Admission to Aşiyan Museum is free of charge. The museum is closed on Mondays; visiting hours are 9:00 to 16:00. It sits within a short walk of the Aşiyan Asri Cemetery, where Fikret's own grave is located in the garden — and where many of the writers he influenced were eventually buried too.

The View He Chose

It is worth pausing on why Fikret built where he did. The Bosphorus panorama from the Aşiyan hill is genuinely extraordinary — a wide, luminous channel of water between two continents, busy with tankers and ferries, changing color through the day with the shift of Turkish light. He could have lived anywhere in the city. He chose this hillside, and he named his house after the nests of birds.

The museum preserves that choice. When you stand in Fikret's study and look out at the same water he looked at while writing, the distance between visitor and poet narrows somewhat. He was a man who believed that poetry should speak clearly, that language should be answerable to the present, and that beauty was not incompatible with political engagement. The view he chose embodied all of it: precise, particular, breathtaking, and entirely his own.

From the Air

Aşiyan Museum sits at approximately 41.083°N, 29.053°E on the European shore of the Bosphorus, in the Aşiyan neighborhood of Beşiktaş district, Istanbul. The building occupies a wooded hillside between the Bebek and Rumelihisarı neighborhoods — from the air at 2,000–4,000 feet, the Bosphorus strait is the dominant feature, with the Rumeli Fortress clearly visible to the north and Bebek Bay to the south.

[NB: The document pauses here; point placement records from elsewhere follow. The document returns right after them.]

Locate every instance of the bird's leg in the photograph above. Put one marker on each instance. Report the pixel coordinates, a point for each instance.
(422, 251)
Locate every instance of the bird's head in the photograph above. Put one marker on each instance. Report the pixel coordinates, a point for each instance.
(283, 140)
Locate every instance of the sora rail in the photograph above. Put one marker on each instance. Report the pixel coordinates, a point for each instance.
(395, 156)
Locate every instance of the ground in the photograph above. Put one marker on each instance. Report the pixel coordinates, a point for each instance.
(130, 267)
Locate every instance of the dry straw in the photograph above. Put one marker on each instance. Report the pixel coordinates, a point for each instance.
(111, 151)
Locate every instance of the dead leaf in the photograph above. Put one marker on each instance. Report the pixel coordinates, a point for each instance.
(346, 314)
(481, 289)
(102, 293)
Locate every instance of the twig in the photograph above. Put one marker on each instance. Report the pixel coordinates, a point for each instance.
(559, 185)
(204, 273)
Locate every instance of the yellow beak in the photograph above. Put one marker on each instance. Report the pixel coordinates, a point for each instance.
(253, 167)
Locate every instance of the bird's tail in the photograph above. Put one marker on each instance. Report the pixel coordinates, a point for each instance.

The museum is a three-story wooden structure surrounded by garden and trees; distinguishing it from the air at higher altitudes is difficult, but the Bosphorus corridor itself is unmistakable. The nearest major airport is Istanbul Airport (LTFM), approximately 22 km to the northwest. Approach from the north following the Bosphorus offers the best contextual view of the hillside location.